The Second Inter-American Specialized Conference on Private International Law (abbreviated as CIDIP II) was an international conference on private international law held in Montevideo, Uruguay, from 23 April to 8 May 1979. Representatives from 20 member countries attended the conference, organized by the Organization of American States (OAS) with the goal of continuing the work done during the First Conference (CIDIP I). By the end of the meetings, seven conventions and an additional protocol on private international law were approved.

== Background and development ==
In the final ruling of the Conference in Panama (CIDIP I) it was recommended to convene a second specialized conference in order to continue the codification of private international law, and Uruguay was suggested to be the next venue. This proposal was raised to the OAS' General Assembly to allow the Permanent Council create an agenda and to demarcate the topics not covered during the CIDIP I, and also to review the proposals made by the Inter-American Bar Association. By General Assembly resolution AG/Res. V-0/75 the Second Specialized Conference to be hold in 1979 in Montevideo was announced.

In May 1978, the Permanent Council approved the project of internal regulations of the Second Conference and the Inter-American Juridical Committee worked in the conventions drafts about the topics included on the list.
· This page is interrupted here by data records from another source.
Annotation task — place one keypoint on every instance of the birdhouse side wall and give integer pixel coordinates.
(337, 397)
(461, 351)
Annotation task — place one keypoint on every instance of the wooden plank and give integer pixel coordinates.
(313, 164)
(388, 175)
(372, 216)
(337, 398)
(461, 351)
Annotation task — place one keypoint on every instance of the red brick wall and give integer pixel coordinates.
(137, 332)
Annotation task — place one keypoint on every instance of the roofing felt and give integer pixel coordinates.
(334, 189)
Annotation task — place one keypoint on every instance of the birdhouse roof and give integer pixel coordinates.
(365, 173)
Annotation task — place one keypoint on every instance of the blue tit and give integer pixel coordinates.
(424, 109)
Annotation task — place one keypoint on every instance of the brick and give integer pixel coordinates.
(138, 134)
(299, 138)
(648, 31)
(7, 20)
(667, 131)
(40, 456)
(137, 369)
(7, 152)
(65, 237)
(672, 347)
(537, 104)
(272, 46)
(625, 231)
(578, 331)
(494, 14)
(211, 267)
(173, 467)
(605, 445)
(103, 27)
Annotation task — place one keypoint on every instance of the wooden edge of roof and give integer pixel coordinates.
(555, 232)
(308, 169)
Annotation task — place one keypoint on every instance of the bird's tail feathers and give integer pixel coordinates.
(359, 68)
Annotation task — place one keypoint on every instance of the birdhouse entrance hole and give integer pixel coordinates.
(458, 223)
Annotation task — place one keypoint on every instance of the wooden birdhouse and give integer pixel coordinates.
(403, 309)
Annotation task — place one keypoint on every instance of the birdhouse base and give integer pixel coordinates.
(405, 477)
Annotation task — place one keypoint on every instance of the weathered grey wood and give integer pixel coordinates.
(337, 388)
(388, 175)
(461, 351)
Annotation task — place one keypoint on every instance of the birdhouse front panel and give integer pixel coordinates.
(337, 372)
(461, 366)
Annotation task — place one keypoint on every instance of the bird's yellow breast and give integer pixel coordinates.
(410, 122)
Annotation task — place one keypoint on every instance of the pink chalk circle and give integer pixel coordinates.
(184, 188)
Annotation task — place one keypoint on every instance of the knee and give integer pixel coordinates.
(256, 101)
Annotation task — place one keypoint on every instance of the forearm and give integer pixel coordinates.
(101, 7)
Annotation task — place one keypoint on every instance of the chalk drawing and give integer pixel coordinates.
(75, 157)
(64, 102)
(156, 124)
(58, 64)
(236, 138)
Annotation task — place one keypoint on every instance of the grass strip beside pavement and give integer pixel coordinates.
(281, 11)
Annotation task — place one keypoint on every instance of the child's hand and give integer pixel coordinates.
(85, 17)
By 1979 there was already a final draft of the agenda, that intended to cover themes such as proof and information on foreign law, preventive measures, cheques, international business law, legal capacity, domicile, enforcement of foreign judgments, international sale of goods, international maritime transport and general rules of private international law.

The conference started on 23 April 1979 in Montevideo, and attended representatives from 20 countries of the Americas, some of them diplomats and the others jurists or legislators, in addition to the presence of observers from international organizations. The proposed agenda was approved leaving the international sale of goods aside, and after that two working groups were established: one on procedural law and the other on other subjects of private international law.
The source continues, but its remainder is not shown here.